I am Associate Professor of Sociology at Princeton University where I am also affiliated with the Politics Department, the Office of Population Research, the Princeton Institute for Computational Science and Engineering, The Center for Information Technology Policy and the Center for the Digital Humanities. I currently serve as an Associate Editor at Sociological Methods & Research handling text as data manuscripts. I develop new quantitative statistical methods for applications across computational social science. I completed my PhD in Government at Harvard in 2015 where I had the good fortune of working with the interdisciplinary group at IQSS. I also earned a master's degree in Statistics from Harvard in 2014.
I've worked in the fields of text as data, causal inference, and the combination of the two. My publications can be found here on my publications page or (probably more up to date on) Google Scholar. A few highlights
- Justin Grimmer, Molly Roberts and I have a 2022 book at Princeton University Press, Text as Data: A New Framework for Machine Learning and the Social Sciences, which provides a guide to using computational text analysis to learn about the social world. I gave a short recorded talk on this area of work for the Princeton Talks series.

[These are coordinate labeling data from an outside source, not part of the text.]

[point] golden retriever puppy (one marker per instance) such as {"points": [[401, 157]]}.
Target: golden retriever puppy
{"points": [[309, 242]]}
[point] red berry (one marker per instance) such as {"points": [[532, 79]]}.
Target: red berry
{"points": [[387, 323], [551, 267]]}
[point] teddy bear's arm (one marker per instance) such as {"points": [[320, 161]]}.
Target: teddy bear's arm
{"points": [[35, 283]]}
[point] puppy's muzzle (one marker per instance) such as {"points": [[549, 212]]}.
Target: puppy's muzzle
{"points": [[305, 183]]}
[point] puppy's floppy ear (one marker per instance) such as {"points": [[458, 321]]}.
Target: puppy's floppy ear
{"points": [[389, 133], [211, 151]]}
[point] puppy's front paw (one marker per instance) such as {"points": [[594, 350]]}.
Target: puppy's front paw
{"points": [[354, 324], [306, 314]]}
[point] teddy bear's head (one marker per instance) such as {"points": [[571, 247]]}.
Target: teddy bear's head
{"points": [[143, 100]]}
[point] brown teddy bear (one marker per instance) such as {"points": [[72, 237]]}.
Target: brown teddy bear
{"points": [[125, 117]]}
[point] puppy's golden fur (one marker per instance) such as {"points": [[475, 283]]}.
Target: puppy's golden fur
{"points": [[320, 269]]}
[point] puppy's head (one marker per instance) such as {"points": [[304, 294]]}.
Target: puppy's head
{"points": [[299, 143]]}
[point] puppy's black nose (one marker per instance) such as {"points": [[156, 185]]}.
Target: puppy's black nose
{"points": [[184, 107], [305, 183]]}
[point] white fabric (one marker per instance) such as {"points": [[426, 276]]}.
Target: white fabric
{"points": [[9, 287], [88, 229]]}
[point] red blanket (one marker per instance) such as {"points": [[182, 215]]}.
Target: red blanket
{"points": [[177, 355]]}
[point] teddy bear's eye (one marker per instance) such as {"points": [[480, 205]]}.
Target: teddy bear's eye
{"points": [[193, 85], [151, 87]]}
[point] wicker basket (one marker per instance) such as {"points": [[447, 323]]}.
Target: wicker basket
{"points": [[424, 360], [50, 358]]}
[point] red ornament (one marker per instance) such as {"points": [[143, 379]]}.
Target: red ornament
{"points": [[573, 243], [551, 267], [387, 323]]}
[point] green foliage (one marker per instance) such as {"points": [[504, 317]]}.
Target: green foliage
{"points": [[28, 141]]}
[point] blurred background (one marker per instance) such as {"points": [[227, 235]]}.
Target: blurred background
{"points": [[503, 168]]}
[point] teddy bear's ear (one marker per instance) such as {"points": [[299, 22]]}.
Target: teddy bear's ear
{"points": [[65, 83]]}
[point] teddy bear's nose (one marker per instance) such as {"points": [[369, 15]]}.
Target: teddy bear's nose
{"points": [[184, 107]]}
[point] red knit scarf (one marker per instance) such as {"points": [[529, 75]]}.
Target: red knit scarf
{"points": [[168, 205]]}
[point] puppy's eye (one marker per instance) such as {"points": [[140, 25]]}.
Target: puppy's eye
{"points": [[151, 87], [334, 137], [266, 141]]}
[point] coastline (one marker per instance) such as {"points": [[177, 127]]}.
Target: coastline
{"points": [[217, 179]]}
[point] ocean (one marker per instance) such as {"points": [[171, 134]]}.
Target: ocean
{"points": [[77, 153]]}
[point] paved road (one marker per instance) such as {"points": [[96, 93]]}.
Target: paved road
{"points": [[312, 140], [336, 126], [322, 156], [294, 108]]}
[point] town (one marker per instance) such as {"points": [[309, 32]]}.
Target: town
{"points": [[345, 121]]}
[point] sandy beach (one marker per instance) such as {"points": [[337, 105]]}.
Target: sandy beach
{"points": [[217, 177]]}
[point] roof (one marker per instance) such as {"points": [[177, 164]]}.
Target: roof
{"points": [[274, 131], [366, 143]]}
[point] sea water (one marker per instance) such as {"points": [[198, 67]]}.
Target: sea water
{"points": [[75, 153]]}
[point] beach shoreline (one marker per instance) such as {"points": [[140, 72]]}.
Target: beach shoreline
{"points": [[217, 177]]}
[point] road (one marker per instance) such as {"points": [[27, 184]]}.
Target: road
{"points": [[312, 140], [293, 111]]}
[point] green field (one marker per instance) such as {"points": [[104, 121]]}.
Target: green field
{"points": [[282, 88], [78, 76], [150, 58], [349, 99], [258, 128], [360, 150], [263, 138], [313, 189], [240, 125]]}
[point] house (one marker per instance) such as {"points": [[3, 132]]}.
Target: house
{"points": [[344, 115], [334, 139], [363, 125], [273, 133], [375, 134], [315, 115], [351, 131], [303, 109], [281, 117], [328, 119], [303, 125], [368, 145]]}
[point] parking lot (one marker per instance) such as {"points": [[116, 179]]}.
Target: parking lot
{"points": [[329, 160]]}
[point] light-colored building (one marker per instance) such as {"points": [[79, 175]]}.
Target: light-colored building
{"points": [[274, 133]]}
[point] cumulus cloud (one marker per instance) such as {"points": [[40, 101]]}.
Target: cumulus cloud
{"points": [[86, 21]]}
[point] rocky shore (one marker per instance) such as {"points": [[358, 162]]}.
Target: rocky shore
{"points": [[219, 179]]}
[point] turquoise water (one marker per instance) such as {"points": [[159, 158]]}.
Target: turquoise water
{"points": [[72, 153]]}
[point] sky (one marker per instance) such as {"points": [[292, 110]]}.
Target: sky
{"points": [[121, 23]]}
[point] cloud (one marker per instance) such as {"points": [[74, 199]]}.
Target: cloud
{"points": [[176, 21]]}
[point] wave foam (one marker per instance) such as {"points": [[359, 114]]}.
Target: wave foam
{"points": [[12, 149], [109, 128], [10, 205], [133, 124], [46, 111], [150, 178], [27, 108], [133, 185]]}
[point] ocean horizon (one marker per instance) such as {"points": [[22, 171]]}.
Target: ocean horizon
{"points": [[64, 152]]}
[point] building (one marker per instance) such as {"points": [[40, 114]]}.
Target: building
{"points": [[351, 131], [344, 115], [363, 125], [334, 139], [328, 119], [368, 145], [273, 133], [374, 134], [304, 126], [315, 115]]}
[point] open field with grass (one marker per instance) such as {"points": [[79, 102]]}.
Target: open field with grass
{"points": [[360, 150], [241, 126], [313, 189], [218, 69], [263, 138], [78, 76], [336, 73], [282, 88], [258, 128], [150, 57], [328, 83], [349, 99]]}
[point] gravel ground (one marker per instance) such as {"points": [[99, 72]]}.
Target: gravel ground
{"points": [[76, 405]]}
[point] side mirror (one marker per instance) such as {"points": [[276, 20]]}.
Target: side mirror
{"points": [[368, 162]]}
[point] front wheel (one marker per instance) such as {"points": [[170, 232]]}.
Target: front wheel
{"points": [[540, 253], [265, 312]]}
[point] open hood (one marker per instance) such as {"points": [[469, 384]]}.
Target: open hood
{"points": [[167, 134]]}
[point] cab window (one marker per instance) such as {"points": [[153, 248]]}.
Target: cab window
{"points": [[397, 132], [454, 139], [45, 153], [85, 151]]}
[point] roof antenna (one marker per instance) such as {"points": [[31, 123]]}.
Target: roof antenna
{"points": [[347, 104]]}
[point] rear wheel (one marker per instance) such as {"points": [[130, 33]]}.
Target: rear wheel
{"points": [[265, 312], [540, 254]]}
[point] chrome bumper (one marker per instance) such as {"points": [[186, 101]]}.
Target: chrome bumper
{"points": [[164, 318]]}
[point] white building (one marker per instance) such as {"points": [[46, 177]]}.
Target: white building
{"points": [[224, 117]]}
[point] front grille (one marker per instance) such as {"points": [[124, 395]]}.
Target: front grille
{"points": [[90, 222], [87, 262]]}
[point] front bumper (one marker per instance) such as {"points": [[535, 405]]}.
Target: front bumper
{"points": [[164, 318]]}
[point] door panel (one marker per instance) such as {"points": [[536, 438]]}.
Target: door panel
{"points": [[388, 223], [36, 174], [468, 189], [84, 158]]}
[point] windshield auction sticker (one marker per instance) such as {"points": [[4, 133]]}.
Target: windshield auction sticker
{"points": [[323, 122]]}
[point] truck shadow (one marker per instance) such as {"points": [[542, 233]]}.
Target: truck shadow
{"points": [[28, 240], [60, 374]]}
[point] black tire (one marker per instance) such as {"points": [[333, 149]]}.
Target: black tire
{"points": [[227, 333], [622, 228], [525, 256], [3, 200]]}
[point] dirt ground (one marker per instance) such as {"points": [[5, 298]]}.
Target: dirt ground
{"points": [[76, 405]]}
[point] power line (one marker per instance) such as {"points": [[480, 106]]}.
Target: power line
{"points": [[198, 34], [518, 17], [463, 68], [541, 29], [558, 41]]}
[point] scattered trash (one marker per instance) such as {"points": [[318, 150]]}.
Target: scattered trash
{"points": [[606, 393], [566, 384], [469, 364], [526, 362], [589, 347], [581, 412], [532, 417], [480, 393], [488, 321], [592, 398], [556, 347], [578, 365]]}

- My former graduate student Naoki Egami (Columbia Political Science), my postdoc Musashi Hinck (now Research Scientist at Intel AI Labs), Naoki's graduate student Hanying Wei and I developed Design-based Supervised Learning, a flexible strategy for addressing error in machine-learning produced outcomes or covariates. Software is available at http://dsl.software. We have a new (June 2024) working paper for social scientists.
- My graduate students Ian Lundberg (now an assistant professor at UCLA Sociology) and Rebecca Johnson (now assistant professor at Georgetown Public Policy) published "What is Your Estimand?" in American Sociological Review about the disconnect between claims and evidence in the social sciences.
- Molly Roberts, Dustin Tingley and I developed the Structural Topic Model, an unsupervised topic model geared towards inference in the social sciences. The accompanying software stm is available on CRAN and at structuraltopicmodel.com. It also includes a full vignette demonstrating its use.
- Pedro RodrÃguez, Arthur Spirling, and I wrote a paper in American Political Science Review on contextually-specific word embeddings to explore meaning. We also have a non-technical explainer, and the conText R package all available on github.
- With many coauthors, I worked on papers about causal inference with text including: adjusting for confounding with text, and text as treatment and outcome. I also contributed to a recent survey of these topics aimed at a computer science audience.
I teach undergraduate and graduate statistics as well as the occasional course on text analysis. Course materials for these classes as well as from my summer methods camp and sociology statistics reading group are available on my teaching page.
You can find preprints of my publications on this site and on Google Scholar. Replication data for most of my work is available on my Dataverse.